I sigh. “I’d only ever met Joe four times before I came to live with him back in September. The last of those times was when he made a surprise appearance at my tenth birthday party. He made a big deal about giving me his guitar, the first one he’d ever bought with his own money—and he taught me the words to his favorite song. He cried when I sang and he said I had
his
voice, and he told me that
this time
he was going to stay in Ellis.

“I followed him everywhere for the next few days. He taught me to play the guitar, and took me out at night to see the constellations. He told me the stories behind them, and we even wrote a song about the stars together. But five days into what I thought was the best week of my life, he left me standing at my front room window with a telescope, waiting for him until it was almost midnight and I realized he wasn’t coming. One of his handlers sent a note the next day, saying Joe had gone back to California.
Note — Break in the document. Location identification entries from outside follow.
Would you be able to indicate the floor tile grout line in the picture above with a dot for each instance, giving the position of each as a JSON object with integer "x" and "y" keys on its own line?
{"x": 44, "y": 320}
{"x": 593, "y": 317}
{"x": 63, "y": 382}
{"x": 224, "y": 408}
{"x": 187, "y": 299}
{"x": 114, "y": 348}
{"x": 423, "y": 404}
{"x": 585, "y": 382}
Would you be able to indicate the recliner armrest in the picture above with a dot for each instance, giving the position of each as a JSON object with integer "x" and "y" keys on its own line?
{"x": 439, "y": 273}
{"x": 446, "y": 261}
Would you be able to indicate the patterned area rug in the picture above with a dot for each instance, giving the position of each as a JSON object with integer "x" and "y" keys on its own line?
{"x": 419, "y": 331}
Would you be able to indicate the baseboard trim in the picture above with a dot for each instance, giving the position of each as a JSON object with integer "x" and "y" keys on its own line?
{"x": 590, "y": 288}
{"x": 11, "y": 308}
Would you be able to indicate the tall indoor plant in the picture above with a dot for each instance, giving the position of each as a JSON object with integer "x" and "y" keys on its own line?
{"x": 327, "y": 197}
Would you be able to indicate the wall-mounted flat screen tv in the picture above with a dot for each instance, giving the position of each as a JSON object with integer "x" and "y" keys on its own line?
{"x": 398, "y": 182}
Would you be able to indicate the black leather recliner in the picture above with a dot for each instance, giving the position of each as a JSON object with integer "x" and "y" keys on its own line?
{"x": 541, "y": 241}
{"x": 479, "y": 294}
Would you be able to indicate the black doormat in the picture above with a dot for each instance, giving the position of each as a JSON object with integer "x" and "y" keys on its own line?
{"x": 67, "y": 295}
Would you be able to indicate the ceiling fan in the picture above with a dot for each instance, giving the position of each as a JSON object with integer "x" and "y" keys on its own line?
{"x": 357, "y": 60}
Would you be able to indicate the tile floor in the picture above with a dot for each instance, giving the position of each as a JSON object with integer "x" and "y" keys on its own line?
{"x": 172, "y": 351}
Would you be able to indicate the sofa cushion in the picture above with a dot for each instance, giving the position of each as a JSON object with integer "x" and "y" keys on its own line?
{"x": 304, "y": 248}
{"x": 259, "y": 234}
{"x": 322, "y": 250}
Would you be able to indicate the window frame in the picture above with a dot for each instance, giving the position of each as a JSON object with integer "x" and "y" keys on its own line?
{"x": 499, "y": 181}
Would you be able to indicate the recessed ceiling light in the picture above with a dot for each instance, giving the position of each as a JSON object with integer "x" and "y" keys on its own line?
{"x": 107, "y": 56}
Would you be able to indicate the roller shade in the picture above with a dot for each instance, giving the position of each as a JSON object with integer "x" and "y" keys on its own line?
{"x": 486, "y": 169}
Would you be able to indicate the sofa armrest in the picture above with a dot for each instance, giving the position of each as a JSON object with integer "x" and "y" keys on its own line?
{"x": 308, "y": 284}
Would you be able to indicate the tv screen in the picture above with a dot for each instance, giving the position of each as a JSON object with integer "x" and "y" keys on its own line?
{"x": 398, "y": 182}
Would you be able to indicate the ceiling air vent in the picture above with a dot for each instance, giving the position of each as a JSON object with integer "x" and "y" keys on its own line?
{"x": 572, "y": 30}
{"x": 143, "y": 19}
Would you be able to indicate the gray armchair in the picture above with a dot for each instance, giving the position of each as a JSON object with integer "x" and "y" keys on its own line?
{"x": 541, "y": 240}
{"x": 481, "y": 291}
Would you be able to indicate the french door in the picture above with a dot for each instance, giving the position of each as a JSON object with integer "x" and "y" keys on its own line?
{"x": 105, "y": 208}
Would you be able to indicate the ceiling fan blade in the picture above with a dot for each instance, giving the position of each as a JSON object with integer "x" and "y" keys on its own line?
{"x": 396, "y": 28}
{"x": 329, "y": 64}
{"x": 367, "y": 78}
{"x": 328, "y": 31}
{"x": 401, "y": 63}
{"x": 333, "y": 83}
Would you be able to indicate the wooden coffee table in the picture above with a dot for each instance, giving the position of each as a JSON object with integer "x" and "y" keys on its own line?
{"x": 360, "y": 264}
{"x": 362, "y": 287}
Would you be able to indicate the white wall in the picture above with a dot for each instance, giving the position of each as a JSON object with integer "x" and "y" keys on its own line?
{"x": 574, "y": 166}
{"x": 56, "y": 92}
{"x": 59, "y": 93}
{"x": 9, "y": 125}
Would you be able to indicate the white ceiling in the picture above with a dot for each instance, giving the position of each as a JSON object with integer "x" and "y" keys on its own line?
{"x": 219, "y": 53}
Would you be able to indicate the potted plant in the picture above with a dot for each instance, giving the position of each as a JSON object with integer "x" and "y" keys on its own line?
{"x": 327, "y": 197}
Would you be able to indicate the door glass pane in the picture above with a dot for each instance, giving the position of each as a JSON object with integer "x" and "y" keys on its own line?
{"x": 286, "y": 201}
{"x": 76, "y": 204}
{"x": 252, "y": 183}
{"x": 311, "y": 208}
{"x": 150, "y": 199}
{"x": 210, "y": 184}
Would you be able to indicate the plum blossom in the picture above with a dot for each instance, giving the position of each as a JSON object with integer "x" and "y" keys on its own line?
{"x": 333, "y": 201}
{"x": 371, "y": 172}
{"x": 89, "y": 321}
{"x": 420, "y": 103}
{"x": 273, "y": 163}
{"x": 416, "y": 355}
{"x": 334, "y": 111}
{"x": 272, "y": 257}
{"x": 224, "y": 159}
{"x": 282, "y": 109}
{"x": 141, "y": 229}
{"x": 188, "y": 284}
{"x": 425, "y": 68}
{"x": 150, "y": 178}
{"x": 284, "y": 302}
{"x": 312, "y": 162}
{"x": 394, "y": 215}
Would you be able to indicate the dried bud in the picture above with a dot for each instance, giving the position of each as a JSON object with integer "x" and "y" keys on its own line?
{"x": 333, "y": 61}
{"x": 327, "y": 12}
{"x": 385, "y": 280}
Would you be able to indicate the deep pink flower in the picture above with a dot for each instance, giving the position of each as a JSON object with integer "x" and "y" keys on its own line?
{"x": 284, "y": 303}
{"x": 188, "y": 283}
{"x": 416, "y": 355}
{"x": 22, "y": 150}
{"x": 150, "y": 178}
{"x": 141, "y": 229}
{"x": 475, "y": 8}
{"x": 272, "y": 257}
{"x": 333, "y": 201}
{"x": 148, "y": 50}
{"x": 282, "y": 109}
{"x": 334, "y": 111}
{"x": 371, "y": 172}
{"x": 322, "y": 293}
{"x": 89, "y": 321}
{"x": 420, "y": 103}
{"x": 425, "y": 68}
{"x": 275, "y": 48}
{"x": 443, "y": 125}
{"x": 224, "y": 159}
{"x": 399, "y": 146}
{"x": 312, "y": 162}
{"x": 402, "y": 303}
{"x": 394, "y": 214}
Without even saying good-bye.

“I spent the next year learning every single one of Joe’s songs until I could sing them even better than him, thinking somehow if I did this, he’d be impressed enough to come back. But he didn’t.” I shrug one shoulder. “I’d call him with the hope of singing to
him over the phone, but he never answered. He never sent postcards. Never visited again. And after a while, I moved on from my father’s songs and started writing my own. Joe likes to tell people I have his voice. But he’s wrong. It’s
mine
.” I point at the album in Haden’s hand. “That song, ‘Shadow of a Star’—that’s the song I helped Joe write when I was ten years old. It’s considered one of his greatest hits—the one that solidified his ‘God of Rock’ status. But I hate it. I turn it off anytime it comes on the radio.”

“I can see why,” Haden says.

“You know he had the audacity to invite me to go stargazing again today? He arranged this whole, grand daddy-daughter day and rented out the planetarium’s telescope. He didn’t even get
why
I didn’t want to go. I had to tell him I had plans so he’d drop it.”

“So that’s why you called me?” Haden asks.

I nod. “Sorry.”

He shrugs. “I’m happy to be your other plans.” His jade green eyes lock on my mine for a moment. Then he turns away. “I guess I should find something else.” He tucks Joe’s album into a stack of Top 40 rock and then migrates to the indie section. He comes back a minute later with a new CD. Death Cab for Cutie.

“How’s this? I liked the name of the band.”

“Perfect,” I say, and lead him to the booth. It’s a small, glass-enclosed room at the back of the shop. It’s such a tight fit for both of us that I can feel the heat radiating off his body as I sidestep around him to get to the stereo. He smells of citrus and soap.

I linger for a second longer than I need to.

“We’ll start with a couple of classical numbers,” I say. There’s an odd tremor in my voice. “And then we’ll move on to some more modern stuff.”